Une Œuvre Monumentale au Teatro Real
Deux décennies après sa première présentation, le chef-d’œuvre de Willy Dekker arrive enfin au Teatro Real. Ce montage a défié le temps et a conservé son excellence dans un contexte général de dégradation des mises en scène opératiques, qui traversent aujourd’hui une crise profonde . La vision brillante de Dekker réside dans sa capacité à créer des images théâtrales puissantes, illustrant le conflit tragique de Violetta, une femme piégée par les conventions sociales et les turpitudes d’une société hostile.
La Tragédie de Violetta et Alfredo
Violetta (incarnée par Nadine Sierra) fait face à une maladie inexorable, la tuberculose , qui imprègne le récit d’un sentiment de désespoir esthétique. Son état de santé est évident dès le commencement, marquant son premier échange avec Alfredo (interprété par Xabier Anduaga) lors d’un évanouissement qui préfigure l’irréversibilité de son destin. Ce premier contact, au milieu d’une foule d’invités festifs, souligne la solitude de Violetta, alors qu’elle aspire à un amour qu’elle désigne comme sincère et authentique .

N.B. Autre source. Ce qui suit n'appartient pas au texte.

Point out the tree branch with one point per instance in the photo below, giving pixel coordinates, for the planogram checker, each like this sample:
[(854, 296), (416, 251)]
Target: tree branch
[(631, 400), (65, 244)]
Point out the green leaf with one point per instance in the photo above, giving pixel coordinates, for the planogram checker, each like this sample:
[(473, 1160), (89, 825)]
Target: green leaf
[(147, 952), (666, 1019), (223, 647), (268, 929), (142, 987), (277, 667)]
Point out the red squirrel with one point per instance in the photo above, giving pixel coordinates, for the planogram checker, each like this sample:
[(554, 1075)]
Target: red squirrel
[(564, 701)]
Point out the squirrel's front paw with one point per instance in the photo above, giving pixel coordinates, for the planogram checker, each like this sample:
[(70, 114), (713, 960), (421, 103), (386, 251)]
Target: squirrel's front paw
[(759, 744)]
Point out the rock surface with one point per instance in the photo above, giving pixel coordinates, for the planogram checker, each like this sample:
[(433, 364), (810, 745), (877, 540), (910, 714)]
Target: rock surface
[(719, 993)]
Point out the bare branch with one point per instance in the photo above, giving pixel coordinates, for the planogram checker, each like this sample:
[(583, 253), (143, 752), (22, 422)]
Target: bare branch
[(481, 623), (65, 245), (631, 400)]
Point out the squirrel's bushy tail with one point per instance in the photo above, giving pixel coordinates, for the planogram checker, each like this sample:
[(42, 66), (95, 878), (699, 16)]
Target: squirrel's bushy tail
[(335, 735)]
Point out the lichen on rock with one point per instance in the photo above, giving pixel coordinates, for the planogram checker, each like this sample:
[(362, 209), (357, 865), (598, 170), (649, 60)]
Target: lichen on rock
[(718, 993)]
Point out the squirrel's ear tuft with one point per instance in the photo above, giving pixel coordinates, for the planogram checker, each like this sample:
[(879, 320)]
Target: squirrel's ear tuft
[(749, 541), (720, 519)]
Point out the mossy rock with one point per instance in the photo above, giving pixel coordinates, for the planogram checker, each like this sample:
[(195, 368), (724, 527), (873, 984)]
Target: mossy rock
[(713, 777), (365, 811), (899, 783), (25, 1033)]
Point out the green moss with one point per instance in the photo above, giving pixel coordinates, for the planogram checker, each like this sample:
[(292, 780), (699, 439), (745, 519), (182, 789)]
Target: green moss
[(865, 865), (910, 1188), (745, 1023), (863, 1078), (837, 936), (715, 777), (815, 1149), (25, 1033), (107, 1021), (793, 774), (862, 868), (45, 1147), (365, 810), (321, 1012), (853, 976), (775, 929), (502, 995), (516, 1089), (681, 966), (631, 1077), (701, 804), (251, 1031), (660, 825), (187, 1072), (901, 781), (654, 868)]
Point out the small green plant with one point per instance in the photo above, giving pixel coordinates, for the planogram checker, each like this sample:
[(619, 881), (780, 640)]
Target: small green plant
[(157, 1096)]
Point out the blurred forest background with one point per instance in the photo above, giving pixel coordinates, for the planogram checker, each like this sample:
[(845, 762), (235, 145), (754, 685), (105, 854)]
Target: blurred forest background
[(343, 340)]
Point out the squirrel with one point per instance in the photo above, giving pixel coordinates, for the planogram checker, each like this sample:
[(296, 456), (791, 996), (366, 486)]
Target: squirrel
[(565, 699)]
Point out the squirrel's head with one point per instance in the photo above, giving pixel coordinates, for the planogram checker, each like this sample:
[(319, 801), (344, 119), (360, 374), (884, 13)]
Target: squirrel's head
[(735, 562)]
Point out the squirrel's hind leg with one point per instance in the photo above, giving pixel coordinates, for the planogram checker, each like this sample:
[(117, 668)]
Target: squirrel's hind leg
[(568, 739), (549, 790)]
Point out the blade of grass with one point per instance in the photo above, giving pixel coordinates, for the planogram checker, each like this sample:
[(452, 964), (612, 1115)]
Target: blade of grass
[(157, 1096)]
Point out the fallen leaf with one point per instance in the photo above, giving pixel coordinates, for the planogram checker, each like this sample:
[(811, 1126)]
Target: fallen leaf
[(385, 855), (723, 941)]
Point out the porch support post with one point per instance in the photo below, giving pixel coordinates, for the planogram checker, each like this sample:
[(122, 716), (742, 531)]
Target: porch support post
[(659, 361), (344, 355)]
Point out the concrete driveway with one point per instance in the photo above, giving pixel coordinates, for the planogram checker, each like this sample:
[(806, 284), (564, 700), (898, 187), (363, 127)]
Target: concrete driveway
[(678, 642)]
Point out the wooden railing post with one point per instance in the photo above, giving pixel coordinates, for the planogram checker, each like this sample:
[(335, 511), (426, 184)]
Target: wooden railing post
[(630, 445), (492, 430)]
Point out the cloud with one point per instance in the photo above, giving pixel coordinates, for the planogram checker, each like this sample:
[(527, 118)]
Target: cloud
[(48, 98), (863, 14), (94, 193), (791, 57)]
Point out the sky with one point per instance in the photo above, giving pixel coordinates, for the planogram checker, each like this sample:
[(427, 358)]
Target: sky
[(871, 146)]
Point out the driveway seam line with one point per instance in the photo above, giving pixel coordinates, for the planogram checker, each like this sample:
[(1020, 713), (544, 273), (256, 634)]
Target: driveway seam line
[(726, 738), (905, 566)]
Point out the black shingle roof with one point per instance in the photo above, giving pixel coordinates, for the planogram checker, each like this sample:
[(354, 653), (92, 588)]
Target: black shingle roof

La dynamique entre les personnages, principalement Violetta et Alfredo, est entrecoupée par l’ imposante présence de Germont (joué par Luca Sala), le père d’Alfredo. Ce dernier, en plus de sa hypocrisie , devient le symbole des conventions sociales oppressives, persuadé que l’amour de son fils ne peut s’épanouir dans un cadre matériellement et socialement bancal, causé par la réputation de Violetta en tant que « traviata ».
Un Contexte Évocateur
La mise en scène de Dekker s’articule autour d’un grand horloge centrale, image emblématique du temps qui s’épuise, rappel constant de l’urgence de la situation. Le personnage du docteur Grenvil (incarné par Giacomo Prestia) à la fois réaliste et dévastateur , représente l’impuissance de la médecine face à la fatalité. Ce décor quasi chirurgical illustre à la fois l’intimité et l’angoisse qui habitent les personnages, révélant l’essence même de l’opéra.
Une Interprétation Renouvelée
Chaque représentation, sous la direction palpitante de Henrik Náriási, évoque des nuances différentes, permettant aux interprètes d’explorer des facettes variées de leurs personnages. La sensualité de Violetta, l’ ardeur d’Alfredo et l’ ambivalence de Germont sont mis en lumière à travers des choix de jeu subtils et intelligents. Les performances ici ne sont pas seulement techniques; elles sont émotionnelles , incarnant la profondeur de l’expérience humaine que couvre cette œuvre magistrale.
Un Écho Éternel
Bien que l’œuvre de Verdi, actuellement abordée, semble familière, elle se transforme et se renouvelle à chaque représentation. La magie du Théâtre est palpable, offrant un stupéfiant moment de découverte pour le public. La capacité de l’opéra à se réinventer , à travers le talent et l’engagement des artistes, souligne la vitalité du genre. Ces héros modernes, qui osent se confronter aux défis inhérents à la scène, continuent de captiver les cœurs.